В ноябре залютовали первые морозы. В углах казармы покряхтывал лед, ребятишки воробьями дрались около печки, притискивались к ней тощими спинами.
Землю отогревали кострами, долбили мерзлые запотевшие комья, оттаскивали их на отвал. Ночами трудно кашляли, метались в липком бреду. Бабка Косыха поила мужиков дикими травами, от которых синели зубы. Моисея бил мелкий озноб, не помогали никакие зелья. Иногда он заходился кашлем, по сухому лицу пробегали красные пятна.
Куда вечерами идти греться, как не в кабак? Забывались там горечи и хворости, и вроде бы жизнь становилась поприглядней. Сирин срубил тот кабак недалеко от деревянной церквушки, рядышком с магазейнами хозяина.
— Входите, входите, землячки, — ласково говорил он, прижмуривая оплывшие глаза. — Все одно вам меня не миновать. Жалко, Еремки Демина нет, потолковать с ним ох как надо!
Над входом в кабак прибил он доску, на которой была намалевана соблазнительная девка, вылезающая из пивной пены. Моисей вспомнил, как Васька в первый же день залепил ее снежками, усмехнулся и шагнул следом за Екимом в скрипливую дверь. В нос ударила спертая вонь, в туманном воздухе трудно было кого-либо различить. Моисей закашлялся, с заиндевелой бороды потекли за ворот струйки.

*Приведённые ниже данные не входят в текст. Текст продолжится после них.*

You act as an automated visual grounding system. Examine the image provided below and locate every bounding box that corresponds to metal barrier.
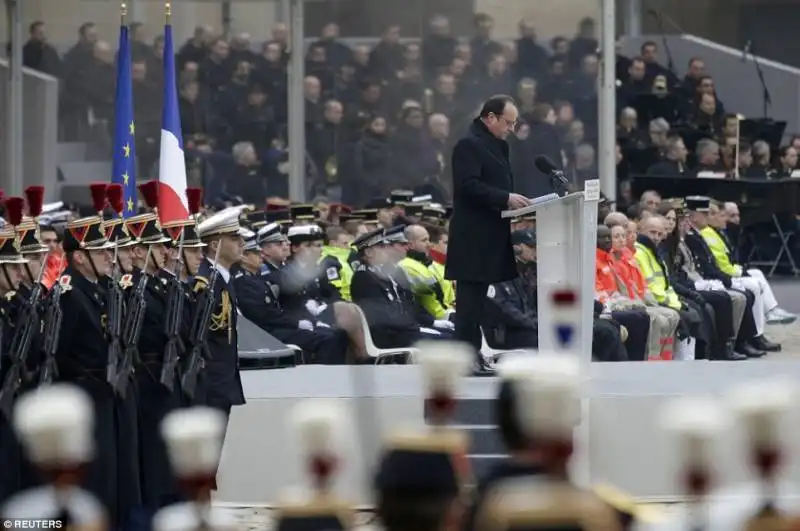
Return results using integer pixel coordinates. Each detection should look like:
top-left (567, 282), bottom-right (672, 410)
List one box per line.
top-left (0, 59), bottom-right (58, 201)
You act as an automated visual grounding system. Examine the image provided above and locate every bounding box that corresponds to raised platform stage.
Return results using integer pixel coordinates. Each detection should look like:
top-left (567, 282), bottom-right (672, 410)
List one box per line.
top-left (217, 361), bottom-right (800, 505)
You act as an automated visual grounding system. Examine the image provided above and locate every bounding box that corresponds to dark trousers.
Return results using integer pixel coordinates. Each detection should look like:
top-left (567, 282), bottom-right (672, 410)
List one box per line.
top-left (611, 310), bottom-right (650, 361)
top-left (455, 280), bottom-right (489, 355)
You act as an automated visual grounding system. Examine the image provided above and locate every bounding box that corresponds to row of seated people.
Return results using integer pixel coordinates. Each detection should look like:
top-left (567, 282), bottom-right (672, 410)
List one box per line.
top-left (595, 196), bottom-right (796, 360)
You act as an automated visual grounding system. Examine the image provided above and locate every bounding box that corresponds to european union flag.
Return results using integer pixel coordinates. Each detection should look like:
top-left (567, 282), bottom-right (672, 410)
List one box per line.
top-left (111, 20), bottom-right (138, 218)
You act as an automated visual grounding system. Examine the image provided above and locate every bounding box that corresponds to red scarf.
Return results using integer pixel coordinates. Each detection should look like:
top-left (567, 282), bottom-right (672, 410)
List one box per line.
top-left (430, 249), bottom-right (447, 265)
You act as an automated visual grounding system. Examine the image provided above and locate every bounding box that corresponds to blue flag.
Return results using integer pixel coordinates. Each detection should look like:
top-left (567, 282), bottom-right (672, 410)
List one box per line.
top-left (111, 25), bottom-right (138, 218)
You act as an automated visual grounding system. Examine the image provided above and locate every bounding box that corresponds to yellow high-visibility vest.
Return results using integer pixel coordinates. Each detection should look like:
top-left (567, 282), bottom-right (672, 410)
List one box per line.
top-left (633, 242), bottom-right (681, 310)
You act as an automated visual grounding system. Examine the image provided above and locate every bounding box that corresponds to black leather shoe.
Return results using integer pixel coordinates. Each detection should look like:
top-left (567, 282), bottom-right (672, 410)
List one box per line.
top-left (748, 335), bottom-right (781, 352)
top-left (736, 343), bottom-right (767, 358)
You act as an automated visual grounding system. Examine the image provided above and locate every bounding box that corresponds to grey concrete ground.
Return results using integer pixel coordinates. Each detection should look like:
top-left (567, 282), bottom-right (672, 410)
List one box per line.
top-left (216, 280), bottom-right (800, 531)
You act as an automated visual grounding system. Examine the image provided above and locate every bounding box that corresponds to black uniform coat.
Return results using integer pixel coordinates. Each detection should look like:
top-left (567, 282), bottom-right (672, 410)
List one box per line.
top-left (350, 264), bottom-right (420, 348)
top-left (445, 119), bottom-right (517, 284)
top-left (231, 265), bottom-right (348, 364)
top-left (194, 260), bottom-right (245, 414)
top-left (56, 267), bottom-right (119, 522)
top-left (130, 270), bottom-right (184, 508)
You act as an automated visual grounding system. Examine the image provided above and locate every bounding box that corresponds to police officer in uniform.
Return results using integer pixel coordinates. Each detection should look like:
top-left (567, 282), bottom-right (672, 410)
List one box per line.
top-left (0, 384), bottom-right (108, 531)
top-left (56, 212), bottom-right (120, 524)
top-left (193, 209), bottom-right (245, 482)
top-left (233, 223), bottom-right (349, 365)
top-left (153, 406), bottom-right (234, 531)
top-left (0, 227), bottom-right (26, 508)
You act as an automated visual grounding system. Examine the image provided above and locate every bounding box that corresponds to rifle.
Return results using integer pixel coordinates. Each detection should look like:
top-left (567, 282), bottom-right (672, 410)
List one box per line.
top-left (0, 257), bottom-right (47, 419)
top-left (114, 245), bottom-right (152, 398)
top-left (106, 247), bottom-right (123, 389)
top-left (181, 241), bottom-right (222, 400)
top-left (39, 283), bottom-right (61, 385)
top-left (160, 227), bottom-right (186, 391)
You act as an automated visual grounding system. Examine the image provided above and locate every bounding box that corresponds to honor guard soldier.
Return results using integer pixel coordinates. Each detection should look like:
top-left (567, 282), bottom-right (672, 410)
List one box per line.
top-left (0, 384), bottom-right (107, 531)
top-left (472, 352), bottom-right (621, 531)
top-left (56, 191), bottom-right (119, 525)
top-left (232, 223), bottom-right (349, 365)
top-left (194, 209), bottom-right (245, 478)
top-left (273, 399), bottom-right (355, 531)
top-left (0, 225), bottom-right (25, 502)
top-left (153, 407), bottom-right (234, 531)
top-left (375, 341), bottom-right (472, 531)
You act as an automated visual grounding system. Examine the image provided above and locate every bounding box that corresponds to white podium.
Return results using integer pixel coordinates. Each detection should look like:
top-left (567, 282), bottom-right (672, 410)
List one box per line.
top-left (503, 180), bottom-right (600, 363)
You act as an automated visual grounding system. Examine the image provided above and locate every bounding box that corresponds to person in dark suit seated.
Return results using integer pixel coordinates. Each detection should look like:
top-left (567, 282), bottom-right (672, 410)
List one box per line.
top-left (647, 136), bottom-right (688, 177)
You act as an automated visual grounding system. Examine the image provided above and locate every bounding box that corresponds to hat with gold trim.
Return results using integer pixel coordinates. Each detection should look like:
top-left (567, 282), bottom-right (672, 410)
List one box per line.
top-left (289, 205), bottom-right (317, 221)
top-left (375, 341), bottom-right (472, 529)
top-left (161, 188), bottom-right (206, 248)
top-left (103, 183), bottom-right (136, 248)
top-left (273, 399), bottom-right (355, 531)
top-left (197, 207), bottom-right (242, 239)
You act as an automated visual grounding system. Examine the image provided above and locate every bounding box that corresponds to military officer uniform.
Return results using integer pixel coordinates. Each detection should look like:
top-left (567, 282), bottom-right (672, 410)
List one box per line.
top-left (232, 224), bottom-right (349, 365)
top-left (0, 227), bottom-right (25, 503)
top-left (56, 216), bottom-right (120, 522)
top-left (484, 277), bottom-right (539, 349)
top-left (193, 210), bottom-right (245, 470)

Васька спаивал косоротого мужичонку. Тот мотал головой, плакал, кругом хохотали. Васька орал, обнимал мужичонку за плечи:
— Пей, божья душа, жизнь малиной будет!
Еким протянул Моисею глиняную кружку. Тяжело ступая, подошел Кондратий, кустистые брови его наползли на глаза, дремучая борода сбилась войлоком.
— Вот и доехали, — медным голосом сказал он.

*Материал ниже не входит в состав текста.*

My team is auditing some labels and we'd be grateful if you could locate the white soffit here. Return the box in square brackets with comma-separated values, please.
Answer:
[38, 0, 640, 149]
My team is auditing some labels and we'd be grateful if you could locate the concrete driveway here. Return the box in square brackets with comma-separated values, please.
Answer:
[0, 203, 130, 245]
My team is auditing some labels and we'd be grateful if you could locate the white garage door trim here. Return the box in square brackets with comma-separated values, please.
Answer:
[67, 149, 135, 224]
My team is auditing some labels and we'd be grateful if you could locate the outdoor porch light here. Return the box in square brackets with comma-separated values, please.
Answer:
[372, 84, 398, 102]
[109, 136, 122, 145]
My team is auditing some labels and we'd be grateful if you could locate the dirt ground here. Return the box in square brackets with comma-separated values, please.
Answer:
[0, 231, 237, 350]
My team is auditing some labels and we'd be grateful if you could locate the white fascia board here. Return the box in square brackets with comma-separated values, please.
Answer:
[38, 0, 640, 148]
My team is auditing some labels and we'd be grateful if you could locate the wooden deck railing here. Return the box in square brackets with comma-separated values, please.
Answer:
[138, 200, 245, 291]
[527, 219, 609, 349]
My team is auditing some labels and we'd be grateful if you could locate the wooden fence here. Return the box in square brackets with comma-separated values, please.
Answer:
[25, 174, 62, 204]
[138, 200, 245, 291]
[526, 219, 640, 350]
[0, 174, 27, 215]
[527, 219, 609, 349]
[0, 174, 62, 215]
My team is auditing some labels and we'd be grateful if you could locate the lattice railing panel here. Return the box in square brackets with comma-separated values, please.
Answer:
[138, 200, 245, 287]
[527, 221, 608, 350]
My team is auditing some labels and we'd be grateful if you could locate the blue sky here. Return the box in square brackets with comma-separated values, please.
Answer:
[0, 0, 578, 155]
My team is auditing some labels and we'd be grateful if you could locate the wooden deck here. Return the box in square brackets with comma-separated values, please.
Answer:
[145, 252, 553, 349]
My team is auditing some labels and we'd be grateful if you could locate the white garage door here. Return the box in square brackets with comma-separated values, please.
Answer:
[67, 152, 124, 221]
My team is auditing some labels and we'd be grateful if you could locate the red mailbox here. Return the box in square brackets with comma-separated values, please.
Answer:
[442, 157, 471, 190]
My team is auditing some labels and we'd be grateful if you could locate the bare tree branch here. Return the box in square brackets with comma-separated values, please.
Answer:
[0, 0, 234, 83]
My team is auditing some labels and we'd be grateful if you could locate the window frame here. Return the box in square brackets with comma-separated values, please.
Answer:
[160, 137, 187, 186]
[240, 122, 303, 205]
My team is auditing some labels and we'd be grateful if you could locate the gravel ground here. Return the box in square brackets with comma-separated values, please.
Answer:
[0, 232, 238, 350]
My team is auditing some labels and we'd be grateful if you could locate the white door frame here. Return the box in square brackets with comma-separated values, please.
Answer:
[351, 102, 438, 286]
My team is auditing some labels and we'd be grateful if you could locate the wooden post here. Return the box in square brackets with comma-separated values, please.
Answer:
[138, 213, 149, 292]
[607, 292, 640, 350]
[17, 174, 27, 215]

— Пошто не пьян? — подивился Еким.
— Душа не принимает… А в казарме морок.
Все медленно плыло перед глазами Моисея. В груди вроде бы и полегчало, ногам было тепло, будто бабка Косыха поставила к ним горячие припарки.

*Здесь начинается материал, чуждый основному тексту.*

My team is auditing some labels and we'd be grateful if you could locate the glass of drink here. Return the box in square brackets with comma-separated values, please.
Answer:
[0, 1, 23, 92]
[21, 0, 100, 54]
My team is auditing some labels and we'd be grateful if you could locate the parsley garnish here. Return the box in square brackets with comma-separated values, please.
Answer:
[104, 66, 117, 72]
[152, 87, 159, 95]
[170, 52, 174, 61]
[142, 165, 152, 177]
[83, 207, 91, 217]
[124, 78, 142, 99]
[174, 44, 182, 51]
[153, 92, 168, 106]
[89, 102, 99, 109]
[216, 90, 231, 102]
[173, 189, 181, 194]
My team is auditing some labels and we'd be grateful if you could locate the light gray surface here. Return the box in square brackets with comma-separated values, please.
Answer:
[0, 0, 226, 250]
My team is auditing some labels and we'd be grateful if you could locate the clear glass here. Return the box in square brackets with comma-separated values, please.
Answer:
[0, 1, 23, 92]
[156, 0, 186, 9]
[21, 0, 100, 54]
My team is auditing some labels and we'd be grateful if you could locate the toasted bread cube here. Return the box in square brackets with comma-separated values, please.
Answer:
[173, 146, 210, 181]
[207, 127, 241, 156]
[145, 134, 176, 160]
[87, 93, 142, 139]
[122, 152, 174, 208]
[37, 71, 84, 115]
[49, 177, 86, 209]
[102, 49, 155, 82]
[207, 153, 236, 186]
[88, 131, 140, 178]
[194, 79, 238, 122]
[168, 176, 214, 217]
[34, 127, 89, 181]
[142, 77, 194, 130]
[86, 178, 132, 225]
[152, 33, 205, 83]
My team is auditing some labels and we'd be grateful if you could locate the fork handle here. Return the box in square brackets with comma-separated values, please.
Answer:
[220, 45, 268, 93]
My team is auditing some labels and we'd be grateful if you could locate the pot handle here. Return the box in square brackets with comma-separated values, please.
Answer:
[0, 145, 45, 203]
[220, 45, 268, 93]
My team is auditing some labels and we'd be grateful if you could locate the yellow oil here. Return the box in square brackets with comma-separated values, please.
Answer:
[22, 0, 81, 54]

— Эва, на Данилу глядите, — прогудел Кондратий.
Моисей, придерживаясь рукою за длинный стол, направился в дальний угол, куда указывал медвежатник. Данила сидел, уронив голову на край стола, не шевелился. Рудознатец осторожно тронул его за плечо. У Данилы были огромные пустые глаза.
— И хорошо, что ты не взял ее, — сказал Моисей.
Данила отвернулся. Неверным сиповатым голосом Моисей начал песню, что когда-то по дороге певал Данила.
— Не то, не то! — оживился Данила, привстал и вдруг бросил вверх столь сильный дрожащий звук, что кабак сразу притих, будто ледяной ручей окатил гульливых людей. До Моисея смутно доходили слова песни, но опять то же чувство, испытанное им некогда в лесу, заполнило душу. Он сорвался с места и, сразу протрезвев, побежал к двери. Громкий крик Васьки остановил его. Рыжий великан рвал на груди рубаху, размахивал кулаком.
— Хва-атит!.. Душу вынул… Играй! — приказал он лядащему мужичку, прикорнувшему на лавке. Тот сонно моргал мелкими глазами, натягивая шапку. Васька приподнял его за плечи, усадил:
— Сполняй!
Мужичок бережно вывернул из тряпиц балалайку, потрогал заскорузлым большим пальцем струны и, крякнув, болтанул пятерней. Балалайка весело отозвалась, откликнулась всеми ладами, протенькала каждым отдельно. Козлиная бородка мужичка затряслась, запрыгала на впалой груди.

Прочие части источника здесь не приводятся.